The problems in the 1895 case are not unrelated to those in LizardTech v. Land Resource Mapping, 433 F.3d 1373; 2006 US Application LEXIS 137; 77 USPQ2D 1391 (CAFC 2006) and are not
unrelated to issues in the current discussion of alterations in the practice of continuous applications.

[Endnote 13, which appears here in the text, states: 71 Fed. Reg. 48 (Jan. 3, 2006). Abuses of applicants while awaiting developments in similar or parallel technology caused by amending the pending application to cover developments. If the
amendments are covered by the disclosure, this practice is allowed. PIN/NIP, 304 F.3d 1235.]

MOTHER CELLS

The situation that the courts faced in the 1880s, trying to find out who invented the light bulb, will soon be faced by the courts of the 21st century, trying to find out who invented the light bulb. . carried out invention on embryonic stem cells. Although there are currently numerous patent applications on somatic cell nuclear transfer [SCNT] At various stages in the generation of embryonic stem cells, questions about the scope of invention and enablement exist today, just as there were in the 19th century. Although many people now claim
large, with perhaps limited clearance and a written description, the ultimate winner will be the person who identifies the idea to make the whole system happen and gets the patent
protection in this regard.

UPGRADE TO “ONLY SEEN TWICE”

In the November 2005 issue of Intellectual Property Today, I presented some data on the PTO’s fiscal year 2004 continuing claims and noted that the USPTO is evaluating the possibility
of limiting continuations, which crystallized in the Federal Register in January 2006. Two Chicago readers, Kevin Noonan and Paul Reinfelds, submitted data for fiscal year 2005 and noted, with the small number of “second” continuation requests, that the PTO’s proposal limiting continuous applications, even if done, would probably not solve the problem facing the PTO.

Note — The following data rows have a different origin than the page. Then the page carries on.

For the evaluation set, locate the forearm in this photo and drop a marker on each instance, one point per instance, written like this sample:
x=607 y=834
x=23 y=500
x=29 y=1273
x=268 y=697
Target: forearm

[Endnote 18 stated of the data for FY 2005: There were 63,000 continuing applications, which included 44,500 cons/cips and 18,500 divisionals. Of these, 11,800 were second, or subsequent, applications. Separately, there were 52,000 RCEs, of which 10,000 were second, or subsequent. Thus, 21,800 applications of
384,228, were second or subsequent, which is 5.7%. As for FY2004, RCEs were the single most abundant “continuing” form, 52,000 of 384,228 [13.5%]. All “continuous” forms combined
constituted 115,000 of 384,228 [30%].
The content of Note 18 was quoted in comments made to the USPTO on proposed rulemaking in the area of ​​continuing applications:
http://www.uspto.gov/web/offices/pac/dapp/opla/comments/fpp_continuation/ebert.pdf.
The comments referred to my April 2006 Intellectual Property Today article, which I was unaware of at the time of the comments, was not actually published by Intellectual Property Today. These comments to the USPTO objected to the proposed limitations on second and subsequent continuing applications on the basis that, even if implemented, the proposed limitations would NOT solve the application backlog problem AND, separately, would adversely affect many reasonable uses of the application. practice of continuous requests. ]

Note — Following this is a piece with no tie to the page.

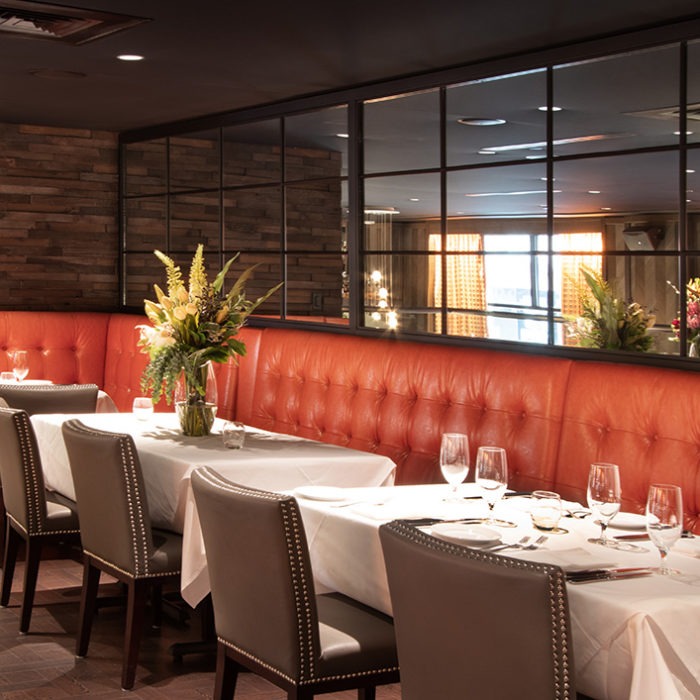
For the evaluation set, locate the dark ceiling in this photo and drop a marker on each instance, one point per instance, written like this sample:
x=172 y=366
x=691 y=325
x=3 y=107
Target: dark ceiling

Of Carhart’s book, “Lost Triumph,” the publisher is Putnam, not Putman. Two other reviewers have disputed the novelty of the book, despite the fact that the theory about the possible existence of JEB Stuart
The paper had been published years before Carhart’s book.

[After March 2006, the Supreme Court decided the case eBay v. MercExchange. Therein, the Supreme Court made clear that entities such as universities and individual inventors, who don’t make product, could satisfy the four-factor test and obtain permanent injunctions to bar infringement of their patents.]